Chris Evans ve Anya Taylor-Joy, Aktif Bir Yanardağda Çekilen “Sacrifice” Filminde Neler Yaşandı? – Haberler
Toronto Film Festivali’nde prömiyer yapacak olan film, şöhret, inanç ve dönüşüm temaları üzerine görsel açıdan etkileyici bir alegori sunmaktadır.

Chris Evans ve Anya Taylor-Joy, Romain Gavras’ın yönetmenliğini üstlendiği ve Will Arbery ile birlikte yazdığı “Sacrifice” filmi için kamera karşısına geçti. Çekimleri Yunanistan’ın Santorini adasında ve Bulgaristan’daki mağaralarda gerçekleştirilen film, etkileyici hikâyesinin yanı sıra aktif yanardağlarda yapılan çekim süreciyle de dikkat çekiyor. Evans, her sabah sete gitmeden önce yanardağın zirvesine yapılan yürüyüşleri “dünyanın ihtişamına karşı büyüleyici bir deneyim” şeklinde tanımlarken, Taylor-Joy bu süreçte doğayla yeniden bağ kurma fırsatı bulduğunu ifade ediyor.

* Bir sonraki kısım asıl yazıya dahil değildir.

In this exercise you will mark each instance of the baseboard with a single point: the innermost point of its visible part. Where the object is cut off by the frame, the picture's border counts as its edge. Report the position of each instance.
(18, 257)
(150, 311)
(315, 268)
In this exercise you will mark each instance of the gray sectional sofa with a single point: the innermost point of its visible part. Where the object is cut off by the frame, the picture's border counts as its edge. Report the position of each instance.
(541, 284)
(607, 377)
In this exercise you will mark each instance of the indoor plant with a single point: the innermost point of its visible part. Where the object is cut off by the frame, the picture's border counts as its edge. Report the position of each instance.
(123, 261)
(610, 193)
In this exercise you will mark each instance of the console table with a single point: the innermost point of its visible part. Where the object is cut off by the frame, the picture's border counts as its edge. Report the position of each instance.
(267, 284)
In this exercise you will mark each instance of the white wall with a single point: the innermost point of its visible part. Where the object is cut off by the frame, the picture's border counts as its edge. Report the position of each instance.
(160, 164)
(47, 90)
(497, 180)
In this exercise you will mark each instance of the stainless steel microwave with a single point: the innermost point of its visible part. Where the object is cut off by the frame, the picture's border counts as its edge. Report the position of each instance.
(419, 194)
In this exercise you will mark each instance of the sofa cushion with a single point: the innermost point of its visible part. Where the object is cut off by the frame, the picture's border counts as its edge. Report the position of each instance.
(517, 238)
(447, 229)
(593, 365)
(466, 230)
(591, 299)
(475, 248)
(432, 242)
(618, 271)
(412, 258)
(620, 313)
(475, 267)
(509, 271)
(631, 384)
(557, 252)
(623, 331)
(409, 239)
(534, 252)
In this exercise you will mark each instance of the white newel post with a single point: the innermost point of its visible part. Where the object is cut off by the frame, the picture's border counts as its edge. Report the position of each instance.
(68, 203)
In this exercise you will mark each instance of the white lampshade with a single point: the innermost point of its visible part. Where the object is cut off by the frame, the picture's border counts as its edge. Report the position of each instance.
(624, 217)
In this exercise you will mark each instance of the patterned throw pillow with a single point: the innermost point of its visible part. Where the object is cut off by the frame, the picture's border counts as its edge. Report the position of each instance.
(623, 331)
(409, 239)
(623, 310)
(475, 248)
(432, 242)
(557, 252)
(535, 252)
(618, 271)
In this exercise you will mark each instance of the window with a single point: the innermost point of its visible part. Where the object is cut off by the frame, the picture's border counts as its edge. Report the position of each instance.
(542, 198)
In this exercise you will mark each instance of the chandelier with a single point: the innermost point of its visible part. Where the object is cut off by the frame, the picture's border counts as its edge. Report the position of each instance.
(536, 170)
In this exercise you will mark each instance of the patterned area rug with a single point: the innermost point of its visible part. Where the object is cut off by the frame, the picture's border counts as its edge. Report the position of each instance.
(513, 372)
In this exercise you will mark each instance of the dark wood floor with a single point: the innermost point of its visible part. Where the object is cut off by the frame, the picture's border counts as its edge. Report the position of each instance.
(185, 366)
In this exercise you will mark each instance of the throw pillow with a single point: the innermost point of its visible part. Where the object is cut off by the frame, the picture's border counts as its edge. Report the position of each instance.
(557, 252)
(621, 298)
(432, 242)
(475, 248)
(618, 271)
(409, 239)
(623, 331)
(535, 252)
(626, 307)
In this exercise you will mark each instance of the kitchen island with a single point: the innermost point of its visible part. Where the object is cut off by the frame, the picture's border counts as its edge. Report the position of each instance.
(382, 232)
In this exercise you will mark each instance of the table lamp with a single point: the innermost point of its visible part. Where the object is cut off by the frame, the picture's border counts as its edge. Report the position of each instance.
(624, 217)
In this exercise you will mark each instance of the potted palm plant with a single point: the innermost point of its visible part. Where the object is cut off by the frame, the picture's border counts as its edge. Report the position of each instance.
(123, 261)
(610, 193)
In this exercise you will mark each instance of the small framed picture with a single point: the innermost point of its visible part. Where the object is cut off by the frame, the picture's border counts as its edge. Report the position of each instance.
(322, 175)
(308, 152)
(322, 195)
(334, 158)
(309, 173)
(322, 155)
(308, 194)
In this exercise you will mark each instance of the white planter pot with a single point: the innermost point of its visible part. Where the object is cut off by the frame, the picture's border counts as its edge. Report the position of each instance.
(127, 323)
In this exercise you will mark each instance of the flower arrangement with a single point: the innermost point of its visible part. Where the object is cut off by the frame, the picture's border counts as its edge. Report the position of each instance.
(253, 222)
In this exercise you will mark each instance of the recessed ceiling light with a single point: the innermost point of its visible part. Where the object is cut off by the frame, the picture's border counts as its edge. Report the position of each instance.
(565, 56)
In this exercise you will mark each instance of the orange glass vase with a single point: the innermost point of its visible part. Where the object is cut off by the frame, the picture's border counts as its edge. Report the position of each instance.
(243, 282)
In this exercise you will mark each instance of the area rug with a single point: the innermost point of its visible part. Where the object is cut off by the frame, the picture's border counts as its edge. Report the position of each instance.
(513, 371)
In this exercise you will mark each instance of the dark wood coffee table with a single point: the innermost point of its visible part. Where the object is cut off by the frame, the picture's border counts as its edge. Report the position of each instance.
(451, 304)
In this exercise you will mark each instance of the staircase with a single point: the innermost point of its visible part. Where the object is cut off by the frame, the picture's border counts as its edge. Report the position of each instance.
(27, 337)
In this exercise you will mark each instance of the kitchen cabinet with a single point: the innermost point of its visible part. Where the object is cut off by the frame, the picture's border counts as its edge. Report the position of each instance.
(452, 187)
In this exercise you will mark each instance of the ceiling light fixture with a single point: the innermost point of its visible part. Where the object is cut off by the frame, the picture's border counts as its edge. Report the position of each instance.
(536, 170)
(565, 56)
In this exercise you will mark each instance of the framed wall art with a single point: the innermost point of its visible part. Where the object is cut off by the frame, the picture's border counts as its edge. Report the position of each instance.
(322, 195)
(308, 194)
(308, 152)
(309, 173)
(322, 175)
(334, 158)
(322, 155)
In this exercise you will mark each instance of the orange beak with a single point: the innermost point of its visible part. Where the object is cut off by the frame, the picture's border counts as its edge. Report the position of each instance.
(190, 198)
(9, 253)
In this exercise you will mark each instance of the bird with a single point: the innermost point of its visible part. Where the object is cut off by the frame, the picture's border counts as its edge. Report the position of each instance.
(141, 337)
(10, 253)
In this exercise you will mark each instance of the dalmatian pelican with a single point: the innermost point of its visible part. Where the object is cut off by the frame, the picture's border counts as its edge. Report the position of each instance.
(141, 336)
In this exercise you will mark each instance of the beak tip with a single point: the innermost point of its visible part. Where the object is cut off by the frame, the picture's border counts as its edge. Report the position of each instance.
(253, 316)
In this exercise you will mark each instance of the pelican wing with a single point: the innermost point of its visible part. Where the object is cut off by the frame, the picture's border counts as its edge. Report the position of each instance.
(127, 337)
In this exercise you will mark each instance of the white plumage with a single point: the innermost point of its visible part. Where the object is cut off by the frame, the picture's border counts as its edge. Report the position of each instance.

Filmde Evans, hayatının en parlak döneminde olan ancak babasının ölümünden sonra varoluşsal bir krize sürüklenen bir film yıldızını canlandırıyor. Anya Taylor-Joy ise Joan adında karizmatik ve radikal bir lider rolünde karşımıza çıkıyor. Joan’ın liderliğindeki tarikat, Evans’ın karakterini bir kehaneti yerine getirmek için yanardağa kurban etmeyi planlıyor. Ancak hikâye, yalnızca bir kurban anlatımı değil; şöhretin, egonun ve kontrol yanılsamasının sorgulandığı derin bir dönüşüm hikayesidir. Evans, “Yanardağ, teslimiyetin ve özgürlüğün sembolü. Gerçek kurtuluş, para ya da güçte değil; kendimizi tanımladığımız şeyleri bırakmakta.” diyerek filmin metaforik katmanlarını özetliyor.
Yıldızlarla dolu kadroda ayrıca Vincent Cassel, Salma Hayek Pinault, Sam Richardson, John Malkovich ve müzikal performanslarıyla Charli XCX yer alıyor. Filmin gala atmosferi, çevrecilik temalarını iç içe geçirerek absürd komedi ve dramatik gerilimi harmanlıyor.
Evans, bu projenin kendisi için özel bir anlam taşıdığını vurguluyor: “Bazen filmler ruhunuza dokunur. ‘Sacrifice’ tam olarak öyle bir deneyim oldu.” Taylor-Joy ise filmin, iklim değişikliği kaygılarını sanata dönüştürme konusundaki katkısını dile getiriyor. Taylor-Joy, hikâyenin kendisini derinden etkilediğini belirterek, “İklim değişikliği kaygılarım nedeniyle partilerde moral bozucu birine dönüşüyordum. Senaryo elime geçtiğinde, büyük duygularla başa çıkmanın yolu buymuş dedim: Sanat üretmek. Sonucu değiştirmese de size başka bir nefes alanı açıyor.” ifadelerini kullanıyor.
“Sacrifice”, 6 Eylül’de Toronto Film Festivali’nde dünya prömiyerini yapacak ve şimdiden eleştirmenler tarafından merakla beklenen yapımlar arasında yer alıyor.